Fixes orphaned cron wakes in Agents Server after a manifest-backed schedule is deleted. Users should no longer see agents repeatedly woken by a cron schedule that list_schedules correctly reports as absent.

Root Cause

Cron schedules are represented by two linked pieces of state:

  1. a manifest-backed schedule row on the agent stream, used by tools like list_schedules
  2. wake-registry + scheduler side effects, used to deliver cron ticks

For /horton/RbYyjlX3ey, the manifest schedule had been deleted, so list_schedules returned []. However, cron wake delivery kept going because stale wake/scheduler side effects could outlive the manifest deletion:

  • WakeRegistry removed cached registrations on Electric shape deletes by deriving the DB id from the shape message key. Shape keys are protocol-level identifiers and are not guaranteed to be the table primary key, so the DB row could be gone while the in-memory registration remained.
  • Cron ticks rescheduled themselves indefinitely, even when no wake_registrations rows still subscribed to that cron stream.

Approach

This PR makes the cron side effects self-healing in both places.
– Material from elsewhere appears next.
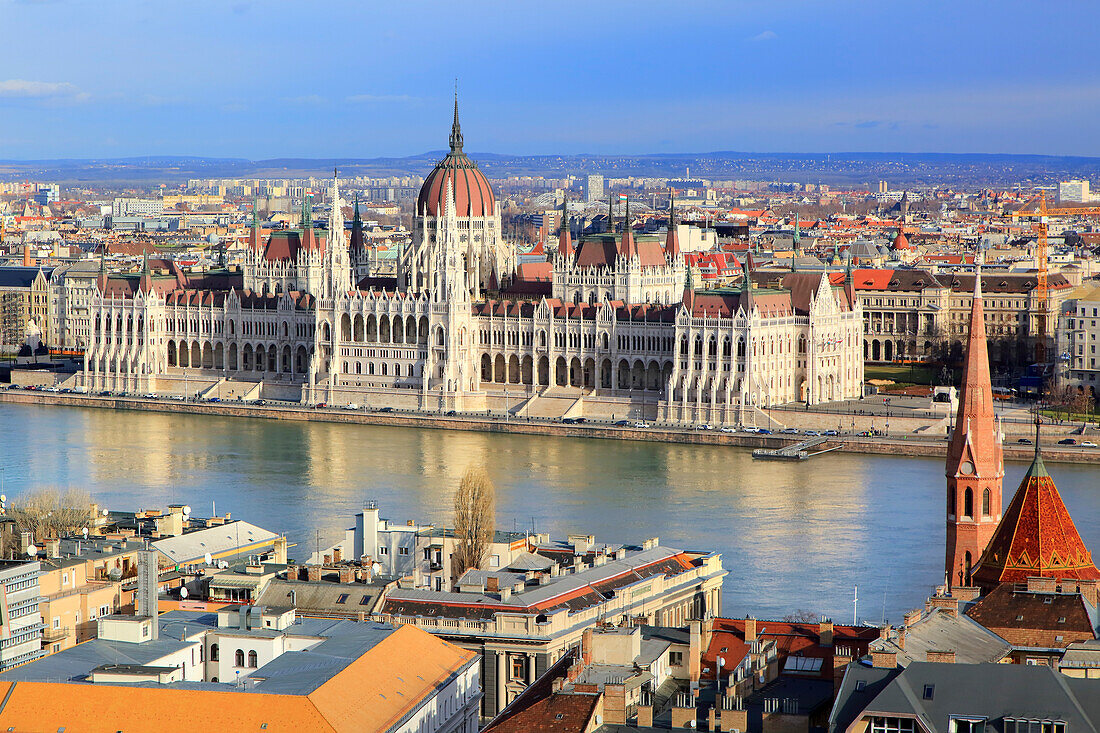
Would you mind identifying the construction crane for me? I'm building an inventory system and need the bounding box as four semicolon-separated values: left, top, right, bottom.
1010;190;1100;365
Wake registry delete handling

WakeRegistry.applyShapeMessage now treats old_value.id as authoritative for delete messages. The shape uses replica: full, so deletes should carry the deleted row; if the id is missing, the registry resets its cache to fail closed instead of keeping a potentially stale wake registration alive.

const oldValue = (message as unknown as {
  old_value?: { id?: unknown }
}).old_value
const oldId = Number(oldValue?.id)
if (Number.isFinite(oldId)) {
  this.removeCachedRegistrationByDbId(oldId)
} else {
  this.resetCachedRegistrations()
}

Cron chain rescheduling

Before inserting the next cron tick, the scheduler checks whether any wake registration still points at that cron stream:

select 1 as exists
from wake_registrations
where tenant_id = ${tenantId}
  and source_url = ${streamPath}
limit 1

If there are no subscribers, it completes the current task and stops the chain. A future schedule registration will seed a fresh tick through getOrCreateCronStream / rehydration.

Key Invariants

  • The manifest remains the user-visible source of truth for schedule tools.
  • A cron stream should only keep producing future ticks while at least one wake registration subscribes to it.
  • Deleting a manifest-backed cron schedule must remove both durable wake registrations and any effective in-memory wake registrations.
  • Shared cron streams remain reusable: deleting the last subscriber stops the chain; adding a subscriber later recreates it.

Non-goals

  • This does not change the public schedule tool API.
  • This does not delete historical cron stream events.
  • This does not introduce per-schedule cron streams; cron streams remain shared by expression/timezone.
  • This does not attempt to clean up already-delivered wake events from agent timelines.

Trade-offs

An alternative would be to always reschedule cron ticks forever for every cron stream ever created. That is simpler, but it allows orphaned cron streams to keep waking stale in-memory subscribers and creates unnecessary scheduler churn. Checking for subscribers before rescheduling keeps cron streams lazy and aligns their lifecycle with active wake registrations.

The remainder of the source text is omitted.